PRELIMINARY INJUNCTION
The issue before the Court is whether the Belle Glade City Charter provisions which require a City Commission candidate to be a freeholder violate the Fourteenth Amendment's Equal Protection Clause. A requirement similar to that contained in the Belle Glade charter was presented to the Supreme Court in Turner v. Fouche, 396 U.S. 346, 90 S.Ct. 532, 24 L.Ed.2d 567 (1969). In Turner, only Taliaferro County, Georgia, freeholders could become members of the County School Board. The Court held this prerequisite to school board membership invidiously discriminatory and violative of the Equal Protection Clause.
[The plaintiffs] have a federal constitutional right to be considered for public service without the burden of invidiously discriminating disqualifications.
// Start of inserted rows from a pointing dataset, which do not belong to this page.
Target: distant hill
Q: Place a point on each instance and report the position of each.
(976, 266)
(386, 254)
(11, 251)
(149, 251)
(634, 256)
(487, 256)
The State may not deny to some the privilege of holding public office that it extends to others on the basis of distinctions that violate federal constitutional guarantees.
*   *   *   *   *   *
[It] seems impossible to discern any interest the [freeholder] qualification can serve. It cannot be seriously urged that a citizen in all other respects qualified to sit on a school board must also own real property if he is to participate responsibly in educational decisions, without regard to whether he is a parent with children in the Local schools [or] a lessee who effectively pays the property taxes of his lessor as part of his rent ....
Nor does a lack of ownership of realty establish a lack of attachment to the community.
Similarly, freeholder prerequisites to the right to vote in certain local elections have been invalidated by the U.S. Supreme Court. Kramer v. Union Free School District, 395 U.S. 621, 89 S.Ct. 1886, 23 L.Ed.2d 583 (1969); Cipriano v. City of Houma, 395 U.S. 701, 89 S.Ct. 1897, 23 L.Ed.2d 647 (1969); City of Phoenix v. Kolodziejski, 399 U.S. 204, 90 S.Ct. 1990, 26 L.Ed.2d 523 (1970). Thereupon, it is
Ordered and adjudged as follows:
1. This action may be maintained as a class action; the class is hereby constituted as described herein.
2. Plaintiff's motion for preliminary injunction is hereby granted; enforcement of the freeholder requirements of Sections 6-8 and 6-9 of the Belle Glade City Charter are hereby preliminarily enjoined. The plaintiff and members of her class, if otherwise qualified as candidates for the Belle Glade City Commission, shall be entitled to run for these positions without regard to their real property holdings.